Meine Ehe ist geschieden, aber meine Tochter und ich haben regelmäßigen Kontakt. Er lebt wieder in Frankfurt, in einer kleinen Wohnung, mit einer neuen Position in einem Unternehmen, das nicht mehr mit Hoffmann und Brand verbunden ist. Mein neues Leben begann erst, als ich erkannte, dass ich nie wieder zurückblicken würde. Eines Abends sah ich durch das Fenster meines Büros in München, wie Gerhard Brand aus einem Firmenwagen stieg, der kleiner war als sein früherer.
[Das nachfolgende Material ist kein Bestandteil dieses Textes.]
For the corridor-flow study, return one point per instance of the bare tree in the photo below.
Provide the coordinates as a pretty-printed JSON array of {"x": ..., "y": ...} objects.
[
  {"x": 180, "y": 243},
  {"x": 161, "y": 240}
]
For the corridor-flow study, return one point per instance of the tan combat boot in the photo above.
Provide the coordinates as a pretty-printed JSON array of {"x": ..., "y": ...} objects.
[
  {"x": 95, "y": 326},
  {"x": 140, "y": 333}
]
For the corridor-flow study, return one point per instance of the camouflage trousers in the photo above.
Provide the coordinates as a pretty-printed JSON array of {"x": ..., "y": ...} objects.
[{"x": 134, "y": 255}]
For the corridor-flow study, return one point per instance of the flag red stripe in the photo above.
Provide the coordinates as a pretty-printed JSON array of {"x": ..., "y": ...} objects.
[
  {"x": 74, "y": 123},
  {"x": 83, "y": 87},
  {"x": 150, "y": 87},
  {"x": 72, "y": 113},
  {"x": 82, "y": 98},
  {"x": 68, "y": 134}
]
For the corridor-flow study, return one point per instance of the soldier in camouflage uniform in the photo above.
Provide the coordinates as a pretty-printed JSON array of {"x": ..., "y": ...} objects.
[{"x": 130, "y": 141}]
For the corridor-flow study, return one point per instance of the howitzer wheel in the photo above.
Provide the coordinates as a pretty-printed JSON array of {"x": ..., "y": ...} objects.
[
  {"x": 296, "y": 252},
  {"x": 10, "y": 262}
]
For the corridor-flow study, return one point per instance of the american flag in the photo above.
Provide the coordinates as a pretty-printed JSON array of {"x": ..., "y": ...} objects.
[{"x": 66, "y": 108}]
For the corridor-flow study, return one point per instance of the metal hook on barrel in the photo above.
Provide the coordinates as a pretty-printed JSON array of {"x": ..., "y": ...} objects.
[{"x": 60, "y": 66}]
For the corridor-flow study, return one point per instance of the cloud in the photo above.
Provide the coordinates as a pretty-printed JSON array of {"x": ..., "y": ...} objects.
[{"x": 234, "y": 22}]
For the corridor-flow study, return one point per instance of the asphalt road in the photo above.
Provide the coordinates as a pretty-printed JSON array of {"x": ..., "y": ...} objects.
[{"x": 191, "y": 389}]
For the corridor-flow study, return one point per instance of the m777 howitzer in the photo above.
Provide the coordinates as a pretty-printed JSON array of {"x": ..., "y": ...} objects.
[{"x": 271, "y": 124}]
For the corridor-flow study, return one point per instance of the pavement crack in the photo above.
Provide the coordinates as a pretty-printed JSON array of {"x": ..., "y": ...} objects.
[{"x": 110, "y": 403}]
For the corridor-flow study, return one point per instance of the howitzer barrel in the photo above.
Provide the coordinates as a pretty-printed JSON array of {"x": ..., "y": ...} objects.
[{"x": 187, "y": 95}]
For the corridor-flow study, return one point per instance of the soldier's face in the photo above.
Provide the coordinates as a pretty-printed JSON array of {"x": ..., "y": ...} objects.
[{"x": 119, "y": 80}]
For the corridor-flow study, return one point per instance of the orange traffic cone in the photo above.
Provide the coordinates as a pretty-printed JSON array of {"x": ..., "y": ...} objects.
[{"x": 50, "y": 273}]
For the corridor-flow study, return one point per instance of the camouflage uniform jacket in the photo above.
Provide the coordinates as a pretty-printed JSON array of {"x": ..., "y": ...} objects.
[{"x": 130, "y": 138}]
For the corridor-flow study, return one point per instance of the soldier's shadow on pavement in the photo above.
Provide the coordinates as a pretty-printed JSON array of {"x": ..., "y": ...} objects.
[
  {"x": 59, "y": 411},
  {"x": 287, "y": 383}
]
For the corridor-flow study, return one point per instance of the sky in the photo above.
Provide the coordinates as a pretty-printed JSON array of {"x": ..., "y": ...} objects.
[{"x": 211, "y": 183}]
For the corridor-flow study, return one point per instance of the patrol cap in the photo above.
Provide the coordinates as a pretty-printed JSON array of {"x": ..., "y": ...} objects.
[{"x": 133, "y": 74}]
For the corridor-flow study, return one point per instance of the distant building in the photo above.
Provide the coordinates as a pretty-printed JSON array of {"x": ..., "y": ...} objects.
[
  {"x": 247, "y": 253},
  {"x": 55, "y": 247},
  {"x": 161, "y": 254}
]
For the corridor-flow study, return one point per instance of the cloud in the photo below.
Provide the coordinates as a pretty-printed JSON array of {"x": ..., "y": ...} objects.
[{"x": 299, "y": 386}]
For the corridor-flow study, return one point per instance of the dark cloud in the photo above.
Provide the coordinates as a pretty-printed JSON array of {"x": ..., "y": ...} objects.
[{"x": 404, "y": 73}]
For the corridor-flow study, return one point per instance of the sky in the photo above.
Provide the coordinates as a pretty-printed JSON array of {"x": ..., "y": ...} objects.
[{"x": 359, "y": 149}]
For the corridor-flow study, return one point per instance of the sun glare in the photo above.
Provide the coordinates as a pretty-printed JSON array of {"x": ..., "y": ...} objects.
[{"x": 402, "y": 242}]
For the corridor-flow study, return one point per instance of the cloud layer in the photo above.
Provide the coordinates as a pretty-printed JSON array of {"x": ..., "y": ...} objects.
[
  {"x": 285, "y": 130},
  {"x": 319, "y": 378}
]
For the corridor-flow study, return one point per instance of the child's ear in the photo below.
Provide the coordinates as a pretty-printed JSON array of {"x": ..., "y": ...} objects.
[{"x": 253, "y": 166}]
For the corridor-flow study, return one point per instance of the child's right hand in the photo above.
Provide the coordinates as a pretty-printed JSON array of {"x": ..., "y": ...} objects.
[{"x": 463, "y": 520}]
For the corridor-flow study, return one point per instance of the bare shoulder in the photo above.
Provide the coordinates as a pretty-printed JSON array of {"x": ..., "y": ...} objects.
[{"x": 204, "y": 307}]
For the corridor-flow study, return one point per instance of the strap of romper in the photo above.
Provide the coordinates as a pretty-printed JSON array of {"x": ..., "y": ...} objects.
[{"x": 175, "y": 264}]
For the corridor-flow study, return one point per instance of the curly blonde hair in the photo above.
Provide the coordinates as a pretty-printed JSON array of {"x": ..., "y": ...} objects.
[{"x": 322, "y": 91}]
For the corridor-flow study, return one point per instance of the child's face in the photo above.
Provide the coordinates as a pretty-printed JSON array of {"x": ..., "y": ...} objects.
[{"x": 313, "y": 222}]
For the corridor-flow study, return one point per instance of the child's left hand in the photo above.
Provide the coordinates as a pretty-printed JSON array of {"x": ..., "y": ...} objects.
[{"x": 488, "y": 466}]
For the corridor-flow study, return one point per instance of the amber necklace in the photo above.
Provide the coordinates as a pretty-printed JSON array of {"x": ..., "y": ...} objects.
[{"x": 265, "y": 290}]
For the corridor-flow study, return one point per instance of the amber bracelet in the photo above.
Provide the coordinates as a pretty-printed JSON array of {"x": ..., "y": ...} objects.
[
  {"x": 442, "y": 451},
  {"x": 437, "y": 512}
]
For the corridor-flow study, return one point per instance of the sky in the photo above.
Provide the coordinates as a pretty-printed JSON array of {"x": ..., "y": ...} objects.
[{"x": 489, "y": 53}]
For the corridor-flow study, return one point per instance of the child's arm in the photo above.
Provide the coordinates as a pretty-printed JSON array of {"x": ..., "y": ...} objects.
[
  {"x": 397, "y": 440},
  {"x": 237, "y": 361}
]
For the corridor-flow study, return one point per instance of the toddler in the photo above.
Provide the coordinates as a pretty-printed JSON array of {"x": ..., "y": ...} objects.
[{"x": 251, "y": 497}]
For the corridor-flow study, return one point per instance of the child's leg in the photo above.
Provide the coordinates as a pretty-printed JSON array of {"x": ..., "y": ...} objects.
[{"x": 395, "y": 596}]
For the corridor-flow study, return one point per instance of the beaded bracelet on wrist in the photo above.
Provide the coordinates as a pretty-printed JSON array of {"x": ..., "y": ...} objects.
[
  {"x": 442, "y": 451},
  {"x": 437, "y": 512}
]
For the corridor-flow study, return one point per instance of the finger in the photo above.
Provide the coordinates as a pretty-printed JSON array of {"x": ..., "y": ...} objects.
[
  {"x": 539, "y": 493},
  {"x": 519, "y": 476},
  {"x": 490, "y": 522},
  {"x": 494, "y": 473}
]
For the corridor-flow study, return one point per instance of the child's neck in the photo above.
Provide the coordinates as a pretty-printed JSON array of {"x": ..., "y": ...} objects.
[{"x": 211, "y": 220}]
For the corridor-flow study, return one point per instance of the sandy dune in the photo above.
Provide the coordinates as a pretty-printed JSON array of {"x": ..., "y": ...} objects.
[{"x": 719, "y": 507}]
Er sah müde aus. Ich schaute weg. Ich hatte genug. An diesem Abend rief mich meine Tochter an.
„Papa, wann kommst du mich besuchen? “
„Am Samstag“, sagte ich und lächelte zum ersten Mal seit einem Jahr. Ich hatte meinen Namen zurück. Nicht den, den man mir genommen hatte, sondern einen neuen, der auf Wahrheit und Arbeit beruhte.
Der Rest gehörte der Vergangenheit an.